Tous deux ont voué leur vie à la défense de ce rapport alors que Paul Querillot, le Français du quatuor, le vit comme un fardeau.
A. Q. Ou plus exactement comme une responsabilité trop lourde à porter, à vivre et à défendre. Paul Querillot est un jouisseur de la vie qui prône la vitesse, les expériences mais aussi le confort de l’argent et du pouvoir. Il incarne en cela ce monde qui court à sa perte, ce que critique le rapport. Il va donc vivre en le mettant de côté mais sera continuellement tiraillé par les remords.
Enfin, Johannes Gudsonn, le Norvégien, le dernier du « commando », choisit une autre échappatoire : la fuite.

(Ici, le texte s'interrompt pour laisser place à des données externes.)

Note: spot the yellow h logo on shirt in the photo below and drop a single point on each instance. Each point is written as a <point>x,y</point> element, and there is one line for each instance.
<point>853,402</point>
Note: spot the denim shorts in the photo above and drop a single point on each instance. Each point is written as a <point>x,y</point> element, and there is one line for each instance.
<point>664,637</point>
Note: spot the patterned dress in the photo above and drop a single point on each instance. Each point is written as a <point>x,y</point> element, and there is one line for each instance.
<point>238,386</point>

A. Q. C’est un personnage mystérieux, asocial, jamais réellement intégré à ce groupe, à Berkeley. C’est un mathématicien doué animé par de grandes ambitions. Pourtant, il disparaît après avoir enseigné à Bergen. Il devient alors une légende, aperçu vivant dans une cabane à Bergen, en ermite à Dieulefit ou dans le Puy-de-Dôme. Il choisit un chemin de radicalité qui pose la question de la folie le concernant.
Cette folie pour mieux fuir la réalité ?
A. Q. C’est une possibilité et, finalement, c’est assez légitime. En écrivant Cabane, je repensais à une phrase de Philip K. Dick : « La folie est parfois la seule façon raisonnable de réagir à un événement. » On peut se dire que cette folie demeure la seule manière d’être à la hauteur de la folie collective constatée.

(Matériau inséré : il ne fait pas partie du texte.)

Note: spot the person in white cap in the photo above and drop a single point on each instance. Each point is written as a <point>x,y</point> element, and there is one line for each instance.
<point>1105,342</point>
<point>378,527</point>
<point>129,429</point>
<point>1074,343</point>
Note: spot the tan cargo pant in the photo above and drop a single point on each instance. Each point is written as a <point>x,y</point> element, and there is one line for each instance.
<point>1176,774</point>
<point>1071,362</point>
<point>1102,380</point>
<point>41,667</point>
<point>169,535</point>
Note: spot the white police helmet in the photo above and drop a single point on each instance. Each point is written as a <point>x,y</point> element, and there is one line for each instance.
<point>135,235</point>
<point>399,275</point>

Cabane est aussi et surtout le récit de la traque de Gudsonn par un journaliste français, Rudy. J’ai lu Cabane comme un bel hommage au journalisme de terrain.
A. Q. Rudy est dans un métier de l’immédiat, bien loin de celui des scientifiques. À la demande de son patron, il doit faire un article sur les instigateurs du « Rapport 21 ». Toutefois, il décèle rapidement que seul Gudsonn est le vrai sujet. Sa disparition, sa radicalité font écho en lui. Il va donc le traquer, allant jusqu’à flirter avec son propre effondrement personnel.
Comme dans votre précédent roman, Le Voyant d’Étampes, vous catapultez vos personnages dans des systèmes dont ils ne maîtrisent pas les codes en intégrant des ingrédients qui leurs sont inconfortables.
A. Q. J’aime voir les personnages à un moment de crise ou plus exactement à un moment où ils vont devoir dérailler de leur trajectoire attendue. C’est aussi intéressant de montrer les agissements entre eux, d’avoir une vision incarnée de ces personnes, comme dans une dynamique de systèmes.
Après l’excellent Voyant d’Étampes, Abel Quentin, en brillant satiriste de notre société, observe de nouveau, dans Cabane, ses personnages se démener dans leur vie, avec sagacité, férocité parfois et humour souvent. Ample roman couvrant plus d’un demi-siècle, Cabane suit les destins de quatre jeunes chercheurs qui auront composé, bien trop tôt probablement, l’œuvre de leur vie : le « Rapport 21 ». Celui-ci prévoit l’effondrement de la civilisation au XXIe siècle. Toutefois, attention, ce roman n’est pas celui de l’effondrement mais bien celui de leurs destinées et plus encore celui de la traque de l’énigmatique Gudsonn, mathématicien surdoué et épris de vérité, mais aussi être asocial cédant à la folie.